But rather than force its owners, a German widower and his traumatized daughter, to leave their home, Lewis insists that the two families live together. In this charged and claustrophobic atmosphere all must confront their true selves as enmity and grief give way to passion and betrayal.
The Aftermath is a stunning novel about our fiercest loyalties, our deepest desires and the transformative power of forgiveness.
I don’t usually read books set during or right after World War II because they tend to depress me, but this one seemed so intriguing that I just had to pick it up and I’m glad I did.
I love the premise of it. A British colonel and his family relocate to Germany to help rebuild the country and are given a manor in which to live. This manor is occupied by a German family who the colonel feels too guilty forcing them to leave. The two families, British and German, move in together. This makes for a really compelling read, since both families have prejudice issues with the other. We get to see both sides of that difficult time in history.

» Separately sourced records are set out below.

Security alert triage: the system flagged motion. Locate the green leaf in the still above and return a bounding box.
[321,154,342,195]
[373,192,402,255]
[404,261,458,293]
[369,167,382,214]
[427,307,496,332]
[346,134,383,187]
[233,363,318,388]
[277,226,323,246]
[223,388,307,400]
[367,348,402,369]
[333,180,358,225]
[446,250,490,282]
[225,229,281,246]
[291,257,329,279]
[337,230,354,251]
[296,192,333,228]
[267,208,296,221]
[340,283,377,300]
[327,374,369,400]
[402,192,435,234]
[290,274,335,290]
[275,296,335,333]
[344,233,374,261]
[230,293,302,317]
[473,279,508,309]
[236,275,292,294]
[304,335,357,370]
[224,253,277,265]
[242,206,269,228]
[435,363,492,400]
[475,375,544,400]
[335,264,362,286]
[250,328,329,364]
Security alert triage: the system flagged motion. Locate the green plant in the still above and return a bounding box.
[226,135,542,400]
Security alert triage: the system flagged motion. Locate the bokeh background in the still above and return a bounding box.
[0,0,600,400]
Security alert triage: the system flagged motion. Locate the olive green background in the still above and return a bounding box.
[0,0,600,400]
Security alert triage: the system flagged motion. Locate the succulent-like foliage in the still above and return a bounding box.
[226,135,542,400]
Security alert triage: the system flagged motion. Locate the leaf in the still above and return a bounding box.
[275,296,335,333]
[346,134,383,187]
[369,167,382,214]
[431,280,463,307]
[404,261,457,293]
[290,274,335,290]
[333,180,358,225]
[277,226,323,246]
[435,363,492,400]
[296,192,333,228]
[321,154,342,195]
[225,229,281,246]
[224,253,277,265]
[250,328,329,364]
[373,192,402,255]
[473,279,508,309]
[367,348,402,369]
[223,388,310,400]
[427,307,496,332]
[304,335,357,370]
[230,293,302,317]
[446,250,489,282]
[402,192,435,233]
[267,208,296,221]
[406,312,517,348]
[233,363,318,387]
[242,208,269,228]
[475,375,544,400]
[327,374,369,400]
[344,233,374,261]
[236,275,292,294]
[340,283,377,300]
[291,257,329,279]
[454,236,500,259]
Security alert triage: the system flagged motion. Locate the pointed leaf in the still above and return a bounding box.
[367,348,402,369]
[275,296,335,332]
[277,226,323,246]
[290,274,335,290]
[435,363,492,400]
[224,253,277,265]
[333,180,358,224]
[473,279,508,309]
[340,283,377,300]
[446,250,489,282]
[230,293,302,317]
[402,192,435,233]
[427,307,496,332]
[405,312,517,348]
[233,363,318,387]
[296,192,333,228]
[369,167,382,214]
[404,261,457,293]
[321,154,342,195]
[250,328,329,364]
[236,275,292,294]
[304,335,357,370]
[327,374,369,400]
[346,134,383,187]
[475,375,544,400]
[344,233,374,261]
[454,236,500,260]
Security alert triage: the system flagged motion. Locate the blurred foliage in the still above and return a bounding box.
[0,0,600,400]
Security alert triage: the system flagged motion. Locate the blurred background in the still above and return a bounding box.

The dialogue, in particular, caught my attention. It is very well written, with a flow to it that makes it easy to read, even when there are German words included. The historical details are prevalent, though not becoming overwhelming or slowing the action down.
There is a tremendous amount of thought and feeling into this book’s every page. It is not a long book, especially for a historical one, but it leaves a lot to think about. If you love historical dramas, then this one is a great choice.